Anciennes photos et bandes vidéo
Car Dans la maison est un véritable film de post-production, ce qui entre en parfaite cohérence avec la formation et le parcours initiaux de sa réalisatrice. Le film est essentiellement constitué d’images fixes relevant tantôt d’anciennes photographies de famille, tantôt d’arrêts sur image sur des bandes vidéo.
Le visage d’Aïcha est dévoilé plusieurs minutes après sa voix et n’apparaît qu’assez peu dans le film, semblant se cantonner à rester dans un hors-champ mortuaire.
Les arrêts sur image donnent l’effet de stopper la vie dans ses derniers élans, tandis qu’un travail sur les flous octroie à la mère l’apparence prémonitoire d’un spectre, d’une personne à la fois là et pas là, encore ici mais déjà ailleurs.
Karima Saïdi évoque la mort de son frère, Jamal, par un procédé assez similaire. Partant d’une vidéo de fête de famille, elle fige un plan où apparaît Jamal au milieu des convives, tandis qu’elle indique en voix off que cette fête est la dernière réunissant la fratrie complète.
Puis la musique s’arrête à son tour, laissant la voix évoquer une bagarre puis le coma dans lequel est tombé Jamal. Un agrandissement du plan gelé permet de se focaliser sur le visage de ce dernier, qui apparaît en conséquence flou et pixellisé, techniquement et allégoriquement éjecté du monde des vivants.
Karima Saïdi évoque par ces images un brin ironiques sa double identité ainsi que la parfaite harmonie qui en découle, se sentant pleinement intégrée à cette Belgique qui lui a tant donné
Les gros plans fixes du visage de Karima Saïdi elle-même, qui ponctuent régulièrement le montage du film, résonnent fortement avec ceux d’Aïcha.

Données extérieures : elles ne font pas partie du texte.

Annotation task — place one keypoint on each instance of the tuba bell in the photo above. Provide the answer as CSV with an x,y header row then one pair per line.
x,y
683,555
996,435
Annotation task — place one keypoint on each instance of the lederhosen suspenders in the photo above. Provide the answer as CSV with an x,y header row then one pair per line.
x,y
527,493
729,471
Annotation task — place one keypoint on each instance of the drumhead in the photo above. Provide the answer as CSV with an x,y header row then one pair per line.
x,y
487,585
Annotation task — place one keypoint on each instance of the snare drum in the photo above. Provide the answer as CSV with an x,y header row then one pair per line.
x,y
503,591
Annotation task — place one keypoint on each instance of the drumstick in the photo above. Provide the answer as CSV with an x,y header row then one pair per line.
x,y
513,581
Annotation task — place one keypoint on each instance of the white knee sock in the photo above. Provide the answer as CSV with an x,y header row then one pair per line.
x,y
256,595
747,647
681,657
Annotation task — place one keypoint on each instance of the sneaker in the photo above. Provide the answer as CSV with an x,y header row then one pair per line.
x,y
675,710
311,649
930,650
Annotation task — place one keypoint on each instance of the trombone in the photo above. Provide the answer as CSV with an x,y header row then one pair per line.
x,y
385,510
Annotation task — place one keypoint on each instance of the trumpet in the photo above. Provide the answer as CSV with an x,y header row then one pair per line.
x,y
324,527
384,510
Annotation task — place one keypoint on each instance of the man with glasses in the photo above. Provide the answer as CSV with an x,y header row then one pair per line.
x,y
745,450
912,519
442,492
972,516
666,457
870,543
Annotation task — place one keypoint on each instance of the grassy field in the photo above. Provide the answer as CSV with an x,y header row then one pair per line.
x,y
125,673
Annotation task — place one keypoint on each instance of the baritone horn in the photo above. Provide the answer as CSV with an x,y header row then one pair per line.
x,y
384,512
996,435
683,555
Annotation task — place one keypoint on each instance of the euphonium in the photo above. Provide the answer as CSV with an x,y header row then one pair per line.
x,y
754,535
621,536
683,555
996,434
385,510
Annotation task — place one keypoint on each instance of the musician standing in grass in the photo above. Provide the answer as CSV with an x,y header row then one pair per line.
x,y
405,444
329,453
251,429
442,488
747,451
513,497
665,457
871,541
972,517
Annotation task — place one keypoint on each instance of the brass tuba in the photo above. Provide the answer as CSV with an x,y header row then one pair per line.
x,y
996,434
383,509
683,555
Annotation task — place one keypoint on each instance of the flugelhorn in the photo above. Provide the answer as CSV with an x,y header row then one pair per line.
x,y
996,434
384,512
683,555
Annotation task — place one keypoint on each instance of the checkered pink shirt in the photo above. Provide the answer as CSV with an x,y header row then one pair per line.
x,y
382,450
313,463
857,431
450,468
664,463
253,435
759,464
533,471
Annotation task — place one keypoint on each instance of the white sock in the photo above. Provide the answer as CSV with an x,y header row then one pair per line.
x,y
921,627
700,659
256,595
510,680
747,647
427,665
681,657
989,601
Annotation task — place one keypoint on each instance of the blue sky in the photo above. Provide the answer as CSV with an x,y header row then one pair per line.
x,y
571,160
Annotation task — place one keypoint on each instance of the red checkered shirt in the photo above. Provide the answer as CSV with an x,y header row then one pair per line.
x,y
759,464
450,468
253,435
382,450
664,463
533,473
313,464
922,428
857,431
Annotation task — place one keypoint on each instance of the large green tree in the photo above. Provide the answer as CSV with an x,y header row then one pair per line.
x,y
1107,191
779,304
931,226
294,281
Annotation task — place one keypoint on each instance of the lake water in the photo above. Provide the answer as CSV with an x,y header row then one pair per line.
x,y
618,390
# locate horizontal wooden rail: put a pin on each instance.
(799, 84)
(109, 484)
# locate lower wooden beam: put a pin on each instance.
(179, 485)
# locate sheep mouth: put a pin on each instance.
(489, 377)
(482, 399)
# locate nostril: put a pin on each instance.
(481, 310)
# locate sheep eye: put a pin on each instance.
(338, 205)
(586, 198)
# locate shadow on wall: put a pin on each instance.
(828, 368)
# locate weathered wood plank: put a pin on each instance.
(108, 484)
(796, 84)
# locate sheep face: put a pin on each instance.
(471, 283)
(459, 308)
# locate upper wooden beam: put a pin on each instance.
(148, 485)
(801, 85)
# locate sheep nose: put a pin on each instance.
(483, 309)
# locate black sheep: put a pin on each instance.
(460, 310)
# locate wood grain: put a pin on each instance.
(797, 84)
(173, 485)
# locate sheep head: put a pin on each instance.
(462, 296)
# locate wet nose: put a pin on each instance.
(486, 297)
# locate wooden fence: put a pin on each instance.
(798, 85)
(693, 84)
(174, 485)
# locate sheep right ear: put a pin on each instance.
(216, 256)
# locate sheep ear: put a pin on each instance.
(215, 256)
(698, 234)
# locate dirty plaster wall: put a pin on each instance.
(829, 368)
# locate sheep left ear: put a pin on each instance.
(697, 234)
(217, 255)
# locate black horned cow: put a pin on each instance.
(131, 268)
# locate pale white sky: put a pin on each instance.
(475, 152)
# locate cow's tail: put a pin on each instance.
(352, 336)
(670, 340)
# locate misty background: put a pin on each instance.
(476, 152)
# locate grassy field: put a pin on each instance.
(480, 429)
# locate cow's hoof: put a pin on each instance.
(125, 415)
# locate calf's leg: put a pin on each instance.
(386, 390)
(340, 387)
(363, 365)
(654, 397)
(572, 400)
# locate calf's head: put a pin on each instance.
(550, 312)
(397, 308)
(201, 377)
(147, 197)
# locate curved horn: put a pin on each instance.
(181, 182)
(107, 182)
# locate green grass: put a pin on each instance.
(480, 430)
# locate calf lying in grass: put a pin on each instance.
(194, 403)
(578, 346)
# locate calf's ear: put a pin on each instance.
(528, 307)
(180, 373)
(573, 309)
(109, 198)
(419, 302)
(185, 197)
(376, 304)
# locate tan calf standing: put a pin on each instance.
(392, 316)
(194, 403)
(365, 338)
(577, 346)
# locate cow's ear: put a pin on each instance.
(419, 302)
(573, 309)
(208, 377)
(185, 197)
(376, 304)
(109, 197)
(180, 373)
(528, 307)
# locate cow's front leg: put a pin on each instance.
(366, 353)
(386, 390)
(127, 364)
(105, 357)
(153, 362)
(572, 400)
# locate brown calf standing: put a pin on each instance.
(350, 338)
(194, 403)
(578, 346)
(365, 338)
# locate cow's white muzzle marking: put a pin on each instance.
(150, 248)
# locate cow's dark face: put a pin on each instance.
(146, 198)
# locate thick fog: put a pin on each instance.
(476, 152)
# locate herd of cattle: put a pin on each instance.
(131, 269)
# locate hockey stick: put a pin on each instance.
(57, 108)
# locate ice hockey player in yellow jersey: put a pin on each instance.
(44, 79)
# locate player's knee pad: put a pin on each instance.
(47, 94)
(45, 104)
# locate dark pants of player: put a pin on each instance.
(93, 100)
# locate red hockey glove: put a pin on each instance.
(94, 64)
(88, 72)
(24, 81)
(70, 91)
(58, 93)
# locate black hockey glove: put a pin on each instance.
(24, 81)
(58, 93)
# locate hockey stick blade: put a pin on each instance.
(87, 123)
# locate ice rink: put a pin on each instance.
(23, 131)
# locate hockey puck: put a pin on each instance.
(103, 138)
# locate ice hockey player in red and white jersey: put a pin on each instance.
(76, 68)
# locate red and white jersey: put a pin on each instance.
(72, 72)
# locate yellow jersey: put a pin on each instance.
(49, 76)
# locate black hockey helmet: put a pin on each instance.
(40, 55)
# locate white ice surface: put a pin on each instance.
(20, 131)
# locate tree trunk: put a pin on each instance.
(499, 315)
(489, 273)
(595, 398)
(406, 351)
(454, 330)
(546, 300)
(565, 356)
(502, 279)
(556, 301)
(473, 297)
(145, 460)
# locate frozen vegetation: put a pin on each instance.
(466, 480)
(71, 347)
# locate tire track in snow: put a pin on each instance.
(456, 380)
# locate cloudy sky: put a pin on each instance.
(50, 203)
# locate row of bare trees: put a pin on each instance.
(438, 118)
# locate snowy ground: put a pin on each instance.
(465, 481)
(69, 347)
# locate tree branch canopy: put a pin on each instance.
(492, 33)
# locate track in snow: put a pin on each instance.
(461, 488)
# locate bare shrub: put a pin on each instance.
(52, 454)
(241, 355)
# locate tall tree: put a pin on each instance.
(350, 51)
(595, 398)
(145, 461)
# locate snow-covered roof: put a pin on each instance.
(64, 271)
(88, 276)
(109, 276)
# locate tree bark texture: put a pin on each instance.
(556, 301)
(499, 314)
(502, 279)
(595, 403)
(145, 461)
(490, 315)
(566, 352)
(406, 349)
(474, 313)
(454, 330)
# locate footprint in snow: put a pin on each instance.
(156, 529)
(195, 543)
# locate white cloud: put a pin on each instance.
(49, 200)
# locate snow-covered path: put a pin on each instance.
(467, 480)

L’emploi de regards caméra et la grande ressemblance physique entre la mère et la fille favorisent cet effet de miroir, comme si Karima contemplait à travers sa caméra moins sa mère qu’un double âgé d’elle-même.
Ce travail de montage entre en résonance avec l’idée que, dans la relation complexe qu’entretiennent les deux femmes, c’est progressivement la mère qui redevient enfant et la fille qui se retrouve à materner sa génitrice. Vu autrement, ce concept favorise aussi l’idée qu’Aïcha n’a pas totalement disparu et se réincarne en Karima, dont le regard et la voix prolongent l’histoire de sa mère.
Aïcha a osé braver nombre d’interdits, et Karima, sans pour autant renier sa culture originelle qui n’est pas incompatible avec la modernité, prolonge ce geste de libération. Cette idée est également incarnée, d’un point de vue davantage historique, par les images montrant des enfants belges de toutes origines participer à une cérémonie devant le monument du Soldat inconnu.
Karima Saïdi évoque par ces images un brin ironiques sa double identité ainsi que la parfaite harmonie qui en découle, se sentant pleinement intégrée à cette Belgique qui lui a tant donné.
À la fin du film, la réalisatrice évoque en voix off le fait qu’elle n’est pas mère et associe ces mots à un plan d’eau d’un bord de plage tangérois qu’on pourrait qualifier de maternelle. Les plans suivants montrent le corps de la défunte qu’on couvre d’un linceul. L’association et l’enchaînement de ces mots et images symbolise le deuil de deux mères : celle de Karima, et celle que Karima n’a pas été. Elle l’a pourtant été, pour cette femme qu’elle a aimée et assistée jusqu’au bout.
Dans le plan final du film, la caméra panote en plongée de la tombe d’Aïcha à un amas de feuilles mortes et inertes. Alors, les feuilles frémissent. En un simple mouvement de caméra, on bascule de la mort à un retour à la vie. Le film, quant à lui, est devenu la maison d’Aïcha, l’écrin de sa mémoire.